Ado had six of his points in the first quarter points. He had scored six or fewer points in five games leading up to Wednesday. Howland praised Peters for getting Ado the ball in perfect situations.
“Even though he missed a couple, he took more left-handed hook shots tonight than he’s taken all year, and you have no idea how happy that makes us,” Howland said. “He has a great left, but he doesn’t want to use it in the games, and he’s finally doing it.”
Despite the production of Holman, Ado, and Stapleton, Nebraska coach Tim Miles said Peters was the primary weapon, even though he missed all three or his shots.
“We were trying to play everything in, but what we couldn’t do was get the ball out of his hands, so he was able to find people late,” said Miles, whose team ended its season at 22-11. “He made Ado score. He probably took his five layups and did the heavy work for him.
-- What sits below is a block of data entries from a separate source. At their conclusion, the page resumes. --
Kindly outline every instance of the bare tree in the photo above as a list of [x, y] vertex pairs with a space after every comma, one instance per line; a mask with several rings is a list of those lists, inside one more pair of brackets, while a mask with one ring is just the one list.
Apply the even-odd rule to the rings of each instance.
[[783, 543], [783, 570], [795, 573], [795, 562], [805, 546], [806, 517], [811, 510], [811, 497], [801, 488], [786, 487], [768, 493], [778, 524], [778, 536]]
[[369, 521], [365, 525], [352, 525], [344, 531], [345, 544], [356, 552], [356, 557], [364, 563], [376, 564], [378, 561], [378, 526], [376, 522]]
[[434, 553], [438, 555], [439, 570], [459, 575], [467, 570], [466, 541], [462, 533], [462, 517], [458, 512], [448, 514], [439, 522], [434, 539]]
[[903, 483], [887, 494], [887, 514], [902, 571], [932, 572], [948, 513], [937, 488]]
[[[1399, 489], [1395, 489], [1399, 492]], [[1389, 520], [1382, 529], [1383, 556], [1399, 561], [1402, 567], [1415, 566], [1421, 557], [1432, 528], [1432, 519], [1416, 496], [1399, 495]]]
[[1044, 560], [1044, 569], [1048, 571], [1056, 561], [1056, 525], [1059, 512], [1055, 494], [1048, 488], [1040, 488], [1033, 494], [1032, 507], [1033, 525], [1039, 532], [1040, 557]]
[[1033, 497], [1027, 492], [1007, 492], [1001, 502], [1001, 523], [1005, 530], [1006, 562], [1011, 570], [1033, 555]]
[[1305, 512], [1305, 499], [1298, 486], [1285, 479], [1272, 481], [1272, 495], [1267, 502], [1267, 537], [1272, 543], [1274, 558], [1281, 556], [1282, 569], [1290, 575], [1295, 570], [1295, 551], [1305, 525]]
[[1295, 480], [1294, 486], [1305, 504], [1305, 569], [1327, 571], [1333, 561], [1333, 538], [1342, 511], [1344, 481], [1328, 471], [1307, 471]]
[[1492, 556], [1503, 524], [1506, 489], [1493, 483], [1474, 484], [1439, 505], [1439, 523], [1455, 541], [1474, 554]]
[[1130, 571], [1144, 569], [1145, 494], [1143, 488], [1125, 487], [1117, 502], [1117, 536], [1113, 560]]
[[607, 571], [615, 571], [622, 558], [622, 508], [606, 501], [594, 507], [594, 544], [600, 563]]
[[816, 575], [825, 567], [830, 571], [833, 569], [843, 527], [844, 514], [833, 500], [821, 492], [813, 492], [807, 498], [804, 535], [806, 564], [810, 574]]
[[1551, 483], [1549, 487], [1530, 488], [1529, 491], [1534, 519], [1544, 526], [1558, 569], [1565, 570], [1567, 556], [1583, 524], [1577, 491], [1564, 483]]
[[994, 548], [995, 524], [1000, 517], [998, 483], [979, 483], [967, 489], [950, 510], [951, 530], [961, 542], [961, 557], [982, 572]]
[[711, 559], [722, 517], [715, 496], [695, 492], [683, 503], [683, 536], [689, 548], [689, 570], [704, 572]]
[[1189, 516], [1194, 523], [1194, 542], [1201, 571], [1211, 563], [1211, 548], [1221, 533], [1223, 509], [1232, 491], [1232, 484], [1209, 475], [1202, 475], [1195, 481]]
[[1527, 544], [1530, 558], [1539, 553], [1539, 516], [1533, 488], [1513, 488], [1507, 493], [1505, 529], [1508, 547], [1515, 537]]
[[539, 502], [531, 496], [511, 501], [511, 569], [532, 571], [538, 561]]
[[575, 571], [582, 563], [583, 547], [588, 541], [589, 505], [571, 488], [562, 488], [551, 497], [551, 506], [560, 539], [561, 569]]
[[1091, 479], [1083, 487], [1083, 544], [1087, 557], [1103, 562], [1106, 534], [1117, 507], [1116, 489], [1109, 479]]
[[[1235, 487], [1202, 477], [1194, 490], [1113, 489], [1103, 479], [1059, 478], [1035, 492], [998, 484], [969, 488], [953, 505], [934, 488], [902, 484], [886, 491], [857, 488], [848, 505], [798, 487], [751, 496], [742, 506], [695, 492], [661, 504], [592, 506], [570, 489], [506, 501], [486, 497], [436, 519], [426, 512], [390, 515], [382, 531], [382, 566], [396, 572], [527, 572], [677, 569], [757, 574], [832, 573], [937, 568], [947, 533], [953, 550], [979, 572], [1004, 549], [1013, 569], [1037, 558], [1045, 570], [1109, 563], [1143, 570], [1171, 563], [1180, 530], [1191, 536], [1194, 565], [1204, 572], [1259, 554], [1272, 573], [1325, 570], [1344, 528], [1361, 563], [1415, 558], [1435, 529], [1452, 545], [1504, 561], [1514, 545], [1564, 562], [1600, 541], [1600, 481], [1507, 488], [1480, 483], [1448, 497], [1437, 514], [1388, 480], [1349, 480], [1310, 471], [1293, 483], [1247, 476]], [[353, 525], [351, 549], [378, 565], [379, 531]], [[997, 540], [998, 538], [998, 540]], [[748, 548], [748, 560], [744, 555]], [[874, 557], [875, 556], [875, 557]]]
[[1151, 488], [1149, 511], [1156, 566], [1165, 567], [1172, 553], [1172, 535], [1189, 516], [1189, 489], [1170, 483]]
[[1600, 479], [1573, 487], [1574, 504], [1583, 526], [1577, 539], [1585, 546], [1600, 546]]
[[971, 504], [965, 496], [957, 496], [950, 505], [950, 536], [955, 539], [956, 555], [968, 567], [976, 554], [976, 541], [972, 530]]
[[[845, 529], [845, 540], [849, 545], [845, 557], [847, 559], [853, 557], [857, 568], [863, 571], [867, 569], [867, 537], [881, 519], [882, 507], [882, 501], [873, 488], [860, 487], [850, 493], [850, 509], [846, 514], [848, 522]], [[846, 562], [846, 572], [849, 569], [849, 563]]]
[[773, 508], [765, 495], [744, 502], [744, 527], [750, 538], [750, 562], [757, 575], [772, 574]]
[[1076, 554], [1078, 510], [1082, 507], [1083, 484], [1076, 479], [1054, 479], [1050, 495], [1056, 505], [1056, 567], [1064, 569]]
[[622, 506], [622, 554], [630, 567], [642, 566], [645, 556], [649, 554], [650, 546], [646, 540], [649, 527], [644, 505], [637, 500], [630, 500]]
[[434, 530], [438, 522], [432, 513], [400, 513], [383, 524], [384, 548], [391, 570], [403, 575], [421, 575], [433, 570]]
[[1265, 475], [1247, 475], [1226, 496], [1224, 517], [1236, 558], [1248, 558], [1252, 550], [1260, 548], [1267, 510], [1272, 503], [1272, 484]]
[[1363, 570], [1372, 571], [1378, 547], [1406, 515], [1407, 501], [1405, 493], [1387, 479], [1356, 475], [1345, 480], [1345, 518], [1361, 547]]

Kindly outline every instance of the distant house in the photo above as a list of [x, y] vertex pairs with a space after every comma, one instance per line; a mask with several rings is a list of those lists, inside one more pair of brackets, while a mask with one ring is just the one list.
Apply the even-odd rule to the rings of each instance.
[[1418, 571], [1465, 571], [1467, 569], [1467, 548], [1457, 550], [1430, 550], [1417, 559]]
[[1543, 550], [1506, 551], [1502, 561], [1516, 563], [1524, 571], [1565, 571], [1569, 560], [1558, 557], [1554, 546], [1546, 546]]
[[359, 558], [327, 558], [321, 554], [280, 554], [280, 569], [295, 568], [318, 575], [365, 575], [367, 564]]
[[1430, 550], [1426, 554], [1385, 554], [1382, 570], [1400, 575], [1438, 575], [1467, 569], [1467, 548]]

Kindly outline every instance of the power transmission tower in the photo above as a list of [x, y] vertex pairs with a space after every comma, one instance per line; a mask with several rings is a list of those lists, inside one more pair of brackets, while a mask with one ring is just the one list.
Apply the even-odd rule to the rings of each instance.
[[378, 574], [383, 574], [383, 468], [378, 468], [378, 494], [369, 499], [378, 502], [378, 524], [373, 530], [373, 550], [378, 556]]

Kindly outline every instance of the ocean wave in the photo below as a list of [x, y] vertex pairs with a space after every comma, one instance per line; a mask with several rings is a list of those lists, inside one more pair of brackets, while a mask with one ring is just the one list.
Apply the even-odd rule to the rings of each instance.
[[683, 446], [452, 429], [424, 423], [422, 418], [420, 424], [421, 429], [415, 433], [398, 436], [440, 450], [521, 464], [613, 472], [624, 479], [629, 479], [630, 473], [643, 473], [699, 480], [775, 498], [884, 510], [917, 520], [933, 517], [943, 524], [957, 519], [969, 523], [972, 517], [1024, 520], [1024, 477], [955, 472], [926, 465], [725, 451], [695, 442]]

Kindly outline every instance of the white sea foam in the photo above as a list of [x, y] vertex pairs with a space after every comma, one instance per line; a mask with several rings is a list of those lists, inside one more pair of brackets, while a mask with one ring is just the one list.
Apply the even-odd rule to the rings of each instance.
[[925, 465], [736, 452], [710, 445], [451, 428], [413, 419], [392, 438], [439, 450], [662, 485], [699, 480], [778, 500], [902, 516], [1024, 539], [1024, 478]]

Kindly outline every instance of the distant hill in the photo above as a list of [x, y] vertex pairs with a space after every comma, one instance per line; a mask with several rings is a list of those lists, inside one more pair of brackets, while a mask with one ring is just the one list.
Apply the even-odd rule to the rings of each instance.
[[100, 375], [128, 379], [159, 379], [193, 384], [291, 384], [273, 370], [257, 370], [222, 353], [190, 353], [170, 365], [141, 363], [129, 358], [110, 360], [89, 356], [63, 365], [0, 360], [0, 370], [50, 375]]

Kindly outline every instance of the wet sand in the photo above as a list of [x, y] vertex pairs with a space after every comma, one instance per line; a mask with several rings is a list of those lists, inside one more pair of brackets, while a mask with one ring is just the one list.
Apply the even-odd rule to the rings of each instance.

I thought about going under his ball screen, thought about trapping him, but we didn’t want to get all extended.
“He’s really a dynamic player, and as his shot improves, he’s really going to be a special player.”
MSU outrebounded Nebraska 47-30. It had 16 offensive rebounds that it cashed in for 12 second-chance points. That advantage helped MSU overcome six turnovers in the fourth quarter that limited the Bulldogs to seven fourth-quarter field goal attempts. Nebraska had 20 for Nebraska. The teams played four quarter rather than two halves under experimental rules being used in the NIT.
“I thought we weren’t warm to the fight early, and then when we got in foul trouble with (Isaiah) Roby and (Isaac) Copeland in there, we were too careful,” Miles said.
MSU also dominated the interior and gave Nebraska little opportunity with its extra shots. The Cornhuskers missed 11 of their last 15 shots, a fact Miles credited to MSU’s interior defense.
“Coach Howland’s team did an outstanding job of having us change shots because we missed way too many makeable inside shots,” Miles said.